The food is home-cooked from local ingredients — Steak & Ale Cobbler, Wild Mushroom & Sweet Potato Falafel Burger, Sunday lunch. Reviews tend to use the word "honest," which in pub terms means generous portions and no foam on things that don't need foam. There's a children's play area in the garden and a lighter lunch menu if you've already walked nine miles, which in Coleorton is a real possibility.

The village sits on the A512 about two miles east of Ashby de la Zouch, in the National Forest. It is said to have more footpaths than any other parish in Leicestershire, which is either difficult to verify or easy to believe, depending on how long you spend here. The Mining Heritage Trail runs nine miles in a loop through Coleorton and Swannington to Snibston Discovery Park in Coalville, tracing the coal workings that gave the village its name. The "Cole" in Coleorton is Old English for coal. Mining was recorded here from the early thirteenth century.

There's also the Mill, Mines and Railways Walk, which passes through Coleorton Wood — planted in 1991–92 on the site of a former colliery known locally as the Bug and Wink. The last deep mine at New Lount closed in 1968. What was pit land is now young woodland, part of the National Forest's larger project of turning post-industrial Leicestershire green.

The Church of St Mary the Virgin is Grade II* listed, with a recessed west tower and spire dating from the fourteenth century. The stained glass, around 1500, was brought from Rouen by Sir George Beaumont. Pevsner noted that Beaumont imported materials freely, though the last bay of the north aisle is entirely new work from 1854, after Beaumont's death.

Beaumont is the figure Coleorton keeps circling back to. His family held the manor from 1426 and exploited the coal deposits for centuries, but Sir George — the 7th Baronet — preferred art to industry. He convinced the government to establish the National Gallery in 1824 and donated his own collection to fill it.

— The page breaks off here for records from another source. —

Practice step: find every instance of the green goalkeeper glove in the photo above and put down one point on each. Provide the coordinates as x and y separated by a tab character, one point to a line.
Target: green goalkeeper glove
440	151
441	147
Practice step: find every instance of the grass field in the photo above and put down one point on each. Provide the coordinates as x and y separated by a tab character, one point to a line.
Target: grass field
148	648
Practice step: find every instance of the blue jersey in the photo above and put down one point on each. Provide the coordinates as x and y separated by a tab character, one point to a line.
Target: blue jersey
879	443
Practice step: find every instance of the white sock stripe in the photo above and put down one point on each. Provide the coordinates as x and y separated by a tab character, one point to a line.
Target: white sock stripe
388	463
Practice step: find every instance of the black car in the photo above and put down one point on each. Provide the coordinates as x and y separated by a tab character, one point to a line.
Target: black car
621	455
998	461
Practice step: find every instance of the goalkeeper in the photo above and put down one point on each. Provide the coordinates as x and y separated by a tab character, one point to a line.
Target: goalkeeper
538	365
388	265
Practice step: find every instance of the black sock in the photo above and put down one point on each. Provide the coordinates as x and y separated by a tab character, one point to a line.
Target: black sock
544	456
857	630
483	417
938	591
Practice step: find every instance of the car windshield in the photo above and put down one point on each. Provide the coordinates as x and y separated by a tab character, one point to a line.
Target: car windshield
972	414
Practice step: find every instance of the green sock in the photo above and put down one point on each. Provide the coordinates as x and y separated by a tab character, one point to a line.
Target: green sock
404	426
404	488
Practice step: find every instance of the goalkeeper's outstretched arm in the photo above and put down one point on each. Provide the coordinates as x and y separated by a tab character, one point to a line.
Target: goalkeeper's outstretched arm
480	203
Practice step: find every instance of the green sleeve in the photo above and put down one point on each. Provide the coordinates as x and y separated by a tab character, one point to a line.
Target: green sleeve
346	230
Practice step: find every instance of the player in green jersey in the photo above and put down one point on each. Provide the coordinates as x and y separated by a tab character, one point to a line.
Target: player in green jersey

William and Mary Wordsworth, along with Dorothy, stayed at Hall Farm from 1806 to 1808 while Sir George built the new Hall. Coleridge joined them. Lady Beaumont asked Wordsworth to help design the Winter Garden at Coleorton Hall, intended as "a spot which the winter cannot touch." He wrote poetry here, working partly through grief over his brother John's death at sea.

Coleorton Hall itself is Grade I listed, set in parkland. You can't go in, but you can walk past it on the Heritage Trail, a self-guided route around the parish. The Coleorton Heritage Group organises guided walks too, if you want someone to point out which window Constable painted from.

There are no shops to speak of. Ashby de la Zouch is two miles west by road or bus, and Coalville is reachable the same way. There's no railway station.

The beer garden at the George has a view that rolls a long way into open country. On a clear evening, with a pint of something local, you can see roughly the same landscape Constable saw — minus the collieries, plus a few thousand new trees.